A coarse grating of pecorino cheese adds a little creaminess and tang to this dish, but it’s equally delicious without it.

• 8 tablespoons extra-virgin olive oil, divided
• 2 pounds brussels sprouts, trimmed, cut in half lengthwise
• 6 garlic cloves, chopped
• 1 cup low-salt chicken broth
• 1 15-ounce can cannellini (white kidney beans), drained
• 2 tablespoons (1/4 stick) butter
• 1 cup (about 4 ounces) coarsely grated young pecorino (such as a young Pecorino Toscano)
Heat 3 tablespoons oil in heavy large skillet over high heat. When just about to smoke, add half of brussels sprouts. Cook until brown, stirring occasionally, about 5 minutes. Transfer to large bowl. Heat 3 tablespoons oil in same skillet. Add remaining brussels sprouts, reduce heat to medium-high, and cook until brown, stirring occasionally, about 5 minutes. Transfer brussels sprouts to same bowl.
Add remaining 2 tablespoons oil to skillet; increase heat to high. Add garlic; sauté until brown, stirring constantly, about 1 minute. Add broth and brussels sprouts. Cook until brussels sprouts are crisp-tender, stirring frequently, about 3 minutes. Add beans and butter; stir until butter melts and broth is reduced to glaze, about 1 minute. Season with salt and pepper. Stir in cheese.
Per serving: 317 calories, 21g fat (6g saturated), 19mg cholesterol, 285mg sodium, 23g carbohydrate, 7g fiber, 13g protein

Healthy and Hardy Fall Produce

Apple season is here! Apples are full of fiber- eat them raw, spread peanut butter on them, or bake them. Buy them organic if you can, so you can eat the skin, which contains many antioxidants. Pears are also a great, sweet and juicy fall fruit. They have loads of vitamin C and fiber and are great raw or baked as well.

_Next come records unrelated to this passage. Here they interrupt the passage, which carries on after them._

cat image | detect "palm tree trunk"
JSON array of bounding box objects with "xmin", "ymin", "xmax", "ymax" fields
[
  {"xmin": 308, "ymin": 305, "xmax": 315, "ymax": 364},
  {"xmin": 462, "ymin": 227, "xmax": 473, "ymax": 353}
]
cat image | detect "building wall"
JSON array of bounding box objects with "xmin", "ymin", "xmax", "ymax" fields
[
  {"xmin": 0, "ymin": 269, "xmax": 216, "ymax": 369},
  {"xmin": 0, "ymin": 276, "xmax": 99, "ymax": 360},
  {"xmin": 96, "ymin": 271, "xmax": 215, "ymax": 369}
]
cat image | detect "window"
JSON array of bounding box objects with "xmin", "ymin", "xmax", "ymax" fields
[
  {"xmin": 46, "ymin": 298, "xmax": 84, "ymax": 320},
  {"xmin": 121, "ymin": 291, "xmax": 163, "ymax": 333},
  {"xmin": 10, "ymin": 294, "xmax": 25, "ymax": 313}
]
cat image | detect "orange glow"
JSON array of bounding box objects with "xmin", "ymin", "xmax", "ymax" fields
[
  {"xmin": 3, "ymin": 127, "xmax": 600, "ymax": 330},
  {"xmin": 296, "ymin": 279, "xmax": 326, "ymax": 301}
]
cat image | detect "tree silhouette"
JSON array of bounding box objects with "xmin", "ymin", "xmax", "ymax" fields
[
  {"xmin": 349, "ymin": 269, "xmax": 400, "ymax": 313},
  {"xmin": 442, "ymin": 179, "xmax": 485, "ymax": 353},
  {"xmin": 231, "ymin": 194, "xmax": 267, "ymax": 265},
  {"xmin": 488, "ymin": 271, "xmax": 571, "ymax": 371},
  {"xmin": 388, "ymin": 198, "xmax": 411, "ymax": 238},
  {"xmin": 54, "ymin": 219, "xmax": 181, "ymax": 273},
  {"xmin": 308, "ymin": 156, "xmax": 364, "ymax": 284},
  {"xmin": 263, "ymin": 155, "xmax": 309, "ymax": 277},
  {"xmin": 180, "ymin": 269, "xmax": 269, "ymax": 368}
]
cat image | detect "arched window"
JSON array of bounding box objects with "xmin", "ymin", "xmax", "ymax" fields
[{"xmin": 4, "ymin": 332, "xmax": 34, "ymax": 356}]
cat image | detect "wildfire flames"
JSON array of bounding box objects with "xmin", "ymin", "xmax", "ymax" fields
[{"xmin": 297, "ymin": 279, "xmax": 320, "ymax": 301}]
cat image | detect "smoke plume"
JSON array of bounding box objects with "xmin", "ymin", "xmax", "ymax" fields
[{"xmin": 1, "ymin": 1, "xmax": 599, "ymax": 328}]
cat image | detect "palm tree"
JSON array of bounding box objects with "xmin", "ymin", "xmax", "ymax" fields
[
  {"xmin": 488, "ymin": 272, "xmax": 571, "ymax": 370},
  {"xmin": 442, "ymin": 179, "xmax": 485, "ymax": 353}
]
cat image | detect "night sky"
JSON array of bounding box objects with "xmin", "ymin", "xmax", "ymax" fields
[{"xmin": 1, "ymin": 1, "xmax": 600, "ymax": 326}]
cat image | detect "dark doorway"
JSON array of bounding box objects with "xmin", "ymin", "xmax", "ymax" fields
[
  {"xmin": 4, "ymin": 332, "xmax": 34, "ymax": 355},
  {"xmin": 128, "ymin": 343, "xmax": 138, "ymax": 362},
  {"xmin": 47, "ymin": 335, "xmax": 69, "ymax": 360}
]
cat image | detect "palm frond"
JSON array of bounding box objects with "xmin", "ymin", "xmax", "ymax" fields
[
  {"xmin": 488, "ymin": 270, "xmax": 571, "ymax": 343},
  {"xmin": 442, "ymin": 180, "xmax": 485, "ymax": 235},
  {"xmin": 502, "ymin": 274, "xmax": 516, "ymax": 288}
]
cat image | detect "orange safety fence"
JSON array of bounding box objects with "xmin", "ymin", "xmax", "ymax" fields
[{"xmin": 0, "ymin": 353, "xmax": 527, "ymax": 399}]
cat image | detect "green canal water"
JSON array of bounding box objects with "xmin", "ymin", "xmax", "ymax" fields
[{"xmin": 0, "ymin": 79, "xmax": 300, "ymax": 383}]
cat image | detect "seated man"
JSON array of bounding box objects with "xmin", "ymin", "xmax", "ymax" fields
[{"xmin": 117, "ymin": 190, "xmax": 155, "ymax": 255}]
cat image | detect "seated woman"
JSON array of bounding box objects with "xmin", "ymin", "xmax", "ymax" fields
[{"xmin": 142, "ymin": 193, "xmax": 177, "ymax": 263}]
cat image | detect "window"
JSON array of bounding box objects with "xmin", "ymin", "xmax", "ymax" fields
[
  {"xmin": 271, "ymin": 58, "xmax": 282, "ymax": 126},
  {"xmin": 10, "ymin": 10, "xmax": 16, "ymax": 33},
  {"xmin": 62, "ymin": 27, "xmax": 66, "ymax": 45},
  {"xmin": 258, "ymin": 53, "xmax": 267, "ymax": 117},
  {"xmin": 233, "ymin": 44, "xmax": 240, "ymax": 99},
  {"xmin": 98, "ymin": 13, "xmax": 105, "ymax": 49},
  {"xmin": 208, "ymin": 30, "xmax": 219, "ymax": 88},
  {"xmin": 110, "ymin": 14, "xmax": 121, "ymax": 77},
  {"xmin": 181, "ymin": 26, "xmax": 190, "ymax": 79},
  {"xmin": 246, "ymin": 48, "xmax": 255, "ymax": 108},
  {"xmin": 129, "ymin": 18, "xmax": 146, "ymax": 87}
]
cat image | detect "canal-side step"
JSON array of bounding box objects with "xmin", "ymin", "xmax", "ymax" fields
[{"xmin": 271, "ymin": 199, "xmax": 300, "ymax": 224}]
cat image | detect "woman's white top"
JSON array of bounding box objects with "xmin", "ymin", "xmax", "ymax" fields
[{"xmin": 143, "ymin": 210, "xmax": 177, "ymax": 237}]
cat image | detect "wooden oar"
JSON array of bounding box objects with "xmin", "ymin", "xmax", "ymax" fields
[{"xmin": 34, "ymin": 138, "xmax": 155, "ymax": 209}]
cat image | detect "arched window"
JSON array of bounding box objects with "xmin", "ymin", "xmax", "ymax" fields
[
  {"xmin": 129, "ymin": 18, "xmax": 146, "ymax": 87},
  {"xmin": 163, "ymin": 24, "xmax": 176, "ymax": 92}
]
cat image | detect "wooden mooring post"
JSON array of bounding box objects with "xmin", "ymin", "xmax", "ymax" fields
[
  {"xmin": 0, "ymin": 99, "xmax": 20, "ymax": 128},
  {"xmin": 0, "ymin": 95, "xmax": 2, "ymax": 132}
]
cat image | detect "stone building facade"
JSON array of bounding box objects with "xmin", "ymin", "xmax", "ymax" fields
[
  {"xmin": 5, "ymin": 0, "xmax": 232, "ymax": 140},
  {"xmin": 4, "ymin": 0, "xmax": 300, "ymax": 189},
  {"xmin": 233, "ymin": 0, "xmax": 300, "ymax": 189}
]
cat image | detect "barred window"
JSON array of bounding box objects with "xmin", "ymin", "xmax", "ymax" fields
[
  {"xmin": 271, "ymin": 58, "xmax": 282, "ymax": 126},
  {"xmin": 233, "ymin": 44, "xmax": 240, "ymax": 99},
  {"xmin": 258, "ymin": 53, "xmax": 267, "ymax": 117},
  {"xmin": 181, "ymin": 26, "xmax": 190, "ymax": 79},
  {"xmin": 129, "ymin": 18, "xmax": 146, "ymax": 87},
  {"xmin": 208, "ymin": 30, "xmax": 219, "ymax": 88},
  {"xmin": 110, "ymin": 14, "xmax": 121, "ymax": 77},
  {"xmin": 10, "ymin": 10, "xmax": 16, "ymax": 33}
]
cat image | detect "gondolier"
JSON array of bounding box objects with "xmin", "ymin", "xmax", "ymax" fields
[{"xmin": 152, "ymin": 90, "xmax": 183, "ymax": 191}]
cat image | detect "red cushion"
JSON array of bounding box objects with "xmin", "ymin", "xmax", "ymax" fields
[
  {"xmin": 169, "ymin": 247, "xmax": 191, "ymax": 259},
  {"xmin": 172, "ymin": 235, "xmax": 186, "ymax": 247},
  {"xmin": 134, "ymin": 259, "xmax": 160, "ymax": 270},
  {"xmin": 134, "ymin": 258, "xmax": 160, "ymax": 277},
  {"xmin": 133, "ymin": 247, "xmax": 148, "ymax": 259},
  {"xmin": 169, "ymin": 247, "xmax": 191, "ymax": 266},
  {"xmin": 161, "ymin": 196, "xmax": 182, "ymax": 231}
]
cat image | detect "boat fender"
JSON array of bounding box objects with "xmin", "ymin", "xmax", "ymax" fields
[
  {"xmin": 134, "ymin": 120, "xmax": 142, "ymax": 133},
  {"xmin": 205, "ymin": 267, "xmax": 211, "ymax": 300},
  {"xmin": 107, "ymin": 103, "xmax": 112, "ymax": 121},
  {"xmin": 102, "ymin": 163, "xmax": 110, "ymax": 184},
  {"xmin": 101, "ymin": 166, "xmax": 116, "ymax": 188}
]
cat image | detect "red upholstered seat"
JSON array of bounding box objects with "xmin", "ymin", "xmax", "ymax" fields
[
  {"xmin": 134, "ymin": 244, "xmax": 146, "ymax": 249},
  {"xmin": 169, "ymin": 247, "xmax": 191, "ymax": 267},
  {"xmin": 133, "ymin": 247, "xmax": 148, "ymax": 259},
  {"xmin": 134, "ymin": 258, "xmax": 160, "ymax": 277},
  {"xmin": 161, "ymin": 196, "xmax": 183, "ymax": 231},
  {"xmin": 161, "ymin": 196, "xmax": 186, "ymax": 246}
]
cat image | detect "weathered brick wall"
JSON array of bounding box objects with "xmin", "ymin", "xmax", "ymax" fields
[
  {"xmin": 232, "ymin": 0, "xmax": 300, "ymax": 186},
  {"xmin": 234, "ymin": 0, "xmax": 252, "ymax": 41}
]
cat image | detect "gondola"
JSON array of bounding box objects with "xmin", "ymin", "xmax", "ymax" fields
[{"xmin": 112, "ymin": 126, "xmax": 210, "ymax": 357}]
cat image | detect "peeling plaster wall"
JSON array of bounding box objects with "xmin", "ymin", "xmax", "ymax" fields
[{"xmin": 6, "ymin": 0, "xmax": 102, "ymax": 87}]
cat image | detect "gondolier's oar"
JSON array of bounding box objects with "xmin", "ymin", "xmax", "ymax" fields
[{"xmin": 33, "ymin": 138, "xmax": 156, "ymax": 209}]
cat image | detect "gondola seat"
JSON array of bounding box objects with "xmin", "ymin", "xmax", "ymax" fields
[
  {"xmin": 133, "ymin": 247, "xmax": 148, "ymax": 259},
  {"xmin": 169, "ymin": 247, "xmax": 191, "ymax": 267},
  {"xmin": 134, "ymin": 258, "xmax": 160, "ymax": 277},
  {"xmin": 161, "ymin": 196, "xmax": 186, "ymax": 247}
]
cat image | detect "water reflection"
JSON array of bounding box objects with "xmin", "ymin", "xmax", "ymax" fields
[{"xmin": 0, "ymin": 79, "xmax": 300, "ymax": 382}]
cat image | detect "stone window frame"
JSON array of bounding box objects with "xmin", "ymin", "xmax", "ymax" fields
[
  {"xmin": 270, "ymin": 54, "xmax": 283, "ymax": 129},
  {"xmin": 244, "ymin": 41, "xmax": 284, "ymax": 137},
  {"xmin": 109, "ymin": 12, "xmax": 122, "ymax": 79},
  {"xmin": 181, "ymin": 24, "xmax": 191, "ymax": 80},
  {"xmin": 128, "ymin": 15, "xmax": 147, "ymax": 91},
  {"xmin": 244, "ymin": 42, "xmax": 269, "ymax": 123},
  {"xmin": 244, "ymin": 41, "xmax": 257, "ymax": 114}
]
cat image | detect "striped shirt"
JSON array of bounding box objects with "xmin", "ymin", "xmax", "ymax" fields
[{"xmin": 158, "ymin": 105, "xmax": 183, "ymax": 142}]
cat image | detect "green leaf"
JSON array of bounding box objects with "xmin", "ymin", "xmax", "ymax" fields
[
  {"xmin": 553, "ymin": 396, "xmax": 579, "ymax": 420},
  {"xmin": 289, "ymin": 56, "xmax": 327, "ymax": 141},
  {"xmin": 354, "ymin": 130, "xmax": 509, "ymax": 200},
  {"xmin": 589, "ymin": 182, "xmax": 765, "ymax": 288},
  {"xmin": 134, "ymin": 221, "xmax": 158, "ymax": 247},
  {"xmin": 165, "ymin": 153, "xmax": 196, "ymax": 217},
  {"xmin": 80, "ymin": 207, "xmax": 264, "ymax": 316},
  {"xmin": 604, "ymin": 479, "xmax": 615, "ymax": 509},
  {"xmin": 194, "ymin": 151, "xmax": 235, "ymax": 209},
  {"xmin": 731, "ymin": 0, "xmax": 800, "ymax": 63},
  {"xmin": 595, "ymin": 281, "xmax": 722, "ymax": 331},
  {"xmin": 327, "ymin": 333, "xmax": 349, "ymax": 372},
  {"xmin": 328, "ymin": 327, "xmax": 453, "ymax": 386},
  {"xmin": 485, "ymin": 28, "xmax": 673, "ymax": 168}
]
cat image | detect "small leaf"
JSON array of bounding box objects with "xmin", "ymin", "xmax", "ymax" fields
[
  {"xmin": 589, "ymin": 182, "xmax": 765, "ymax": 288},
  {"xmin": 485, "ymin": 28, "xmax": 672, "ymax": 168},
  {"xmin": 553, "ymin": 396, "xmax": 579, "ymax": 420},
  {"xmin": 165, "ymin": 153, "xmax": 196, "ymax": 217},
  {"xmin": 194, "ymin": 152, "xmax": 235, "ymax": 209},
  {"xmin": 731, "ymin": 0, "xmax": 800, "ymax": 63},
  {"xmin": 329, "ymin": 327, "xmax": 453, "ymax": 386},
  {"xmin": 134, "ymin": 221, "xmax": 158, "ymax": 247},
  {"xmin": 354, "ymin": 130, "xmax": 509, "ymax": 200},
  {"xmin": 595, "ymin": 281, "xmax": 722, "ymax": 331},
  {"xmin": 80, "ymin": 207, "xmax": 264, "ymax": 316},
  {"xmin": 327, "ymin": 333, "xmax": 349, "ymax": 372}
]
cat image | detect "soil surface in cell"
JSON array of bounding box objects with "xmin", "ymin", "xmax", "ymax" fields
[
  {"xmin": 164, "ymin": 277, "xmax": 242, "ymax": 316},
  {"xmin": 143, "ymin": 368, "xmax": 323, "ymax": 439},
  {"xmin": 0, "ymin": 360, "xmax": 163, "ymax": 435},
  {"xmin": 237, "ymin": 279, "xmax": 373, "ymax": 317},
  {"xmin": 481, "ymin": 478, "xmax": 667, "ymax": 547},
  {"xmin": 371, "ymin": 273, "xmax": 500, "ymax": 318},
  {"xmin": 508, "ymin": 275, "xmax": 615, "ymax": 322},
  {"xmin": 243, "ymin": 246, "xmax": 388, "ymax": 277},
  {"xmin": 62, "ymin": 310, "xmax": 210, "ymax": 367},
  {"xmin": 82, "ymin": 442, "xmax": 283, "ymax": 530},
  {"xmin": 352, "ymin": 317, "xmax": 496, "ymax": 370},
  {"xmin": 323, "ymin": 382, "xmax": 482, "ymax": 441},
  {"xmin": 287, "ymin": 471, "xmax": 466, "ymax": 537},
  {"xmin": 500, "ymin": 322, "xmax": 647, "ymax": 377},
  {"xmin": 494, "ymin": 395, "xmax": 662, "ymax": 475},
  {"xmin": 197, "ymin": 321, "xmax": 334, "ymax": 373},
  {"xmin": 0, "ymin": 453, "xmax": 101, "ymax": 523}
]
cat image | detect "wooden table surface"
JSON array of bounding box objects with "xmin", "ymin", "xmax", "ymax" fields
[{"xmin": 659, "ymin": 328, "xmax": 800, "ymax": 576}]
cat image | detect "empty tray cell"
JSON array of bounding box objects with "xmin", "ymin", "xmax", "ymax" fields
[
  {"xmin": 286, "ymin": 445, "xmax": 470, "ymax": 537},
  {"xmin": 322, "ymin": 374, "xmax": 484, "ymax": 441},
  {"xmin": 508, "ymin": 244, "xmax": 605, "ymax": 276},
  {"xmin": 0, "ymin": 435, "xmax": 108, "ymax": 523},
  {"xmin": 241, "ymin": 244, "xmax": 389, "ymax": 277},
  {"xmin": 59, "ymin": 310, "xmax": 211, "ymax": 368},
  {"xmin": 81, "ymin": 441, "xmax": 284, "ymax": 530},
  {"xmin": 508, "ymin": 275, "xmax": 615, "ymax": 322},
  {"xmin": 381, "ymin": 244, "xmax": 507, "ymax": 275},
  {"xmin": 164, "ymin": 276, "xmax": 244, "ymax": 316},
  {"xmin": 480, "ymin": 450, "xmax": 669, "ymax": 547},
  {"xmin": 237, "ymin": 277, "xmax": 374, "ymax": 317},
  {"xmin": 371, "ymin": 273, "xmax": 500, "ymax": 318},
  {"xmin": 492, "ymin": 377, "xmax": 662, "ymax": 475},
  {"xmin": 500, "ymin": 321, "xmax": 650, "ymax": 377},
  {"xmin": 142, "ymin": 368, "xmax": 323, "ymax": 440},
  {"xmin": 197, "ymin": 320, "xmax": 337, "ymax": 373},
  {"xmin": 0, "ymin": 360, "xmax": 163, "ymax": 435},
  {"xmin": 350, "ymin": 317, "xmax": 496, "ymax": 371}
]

When it comes to hardy vegetables that will keep you full this fall, you can’t go wrong with a root vegetable stew. Rutabagas, parsnips, turnips, carrots and potatoes all make great vegetables for a nice, hardy stew. Oven roasted cauliflower is also a nice option for a side dish- or it can add nutty flavor to your casseroles.

This root vegetable recipe will leave you full and satisfied:

Red Lentil and Root Vegetable Curry


Serves 4-6

• 1 Onion

• 1 Stick Celery

• 2 Carrots

• 1 Turnip

• 1/2 Sweet potato

• 1/2 Celeriac (or potato or parsnip)

• 2 Garlic Cloves

• 1 piece Ginger (thumb sized)

• 2 heaped tblspn Curry Paste (see recipe here)

• 1 Cup/ 160g Red Lentils

• 1 Can Chopped Tomatoes

• 400ml Water (plus more if needed)

• 1 Fresh Red Chilli and Fresh Parsley/ Coriander to garnish

To prepare the veg you need to dice the onion and finely slice the celery. Chop the carrots, turnips, sweet potato all with their skin on to roughly the same size. Peel the celeriac and also chop to the same size. Peel and crush your garlic and peel and finely dice the ginger.
In a large saucepan or frying pan, heat some vegetable oil and then add all of the chopped veg including the garlic and ginger into the pan. Saute for 5 minutes, stirring frequently until softened. Then add the curry paste and continue to cook while stirring for 5 minutes. Make sure all the veggies are coated nicely in the curry paste.
Then add the lentils and canned tomatoes and water.
Turn the heat down to a low/ medium simmer, put a lid on and cook for 40 minutes. (Stir every 10 minutes or so and add more water if it looks dry.)
Once cooked, check the seasoning and add more salt or pepper to your taste.
Serve garnished with fresh coriander or parsley and a finely sliced red chilli.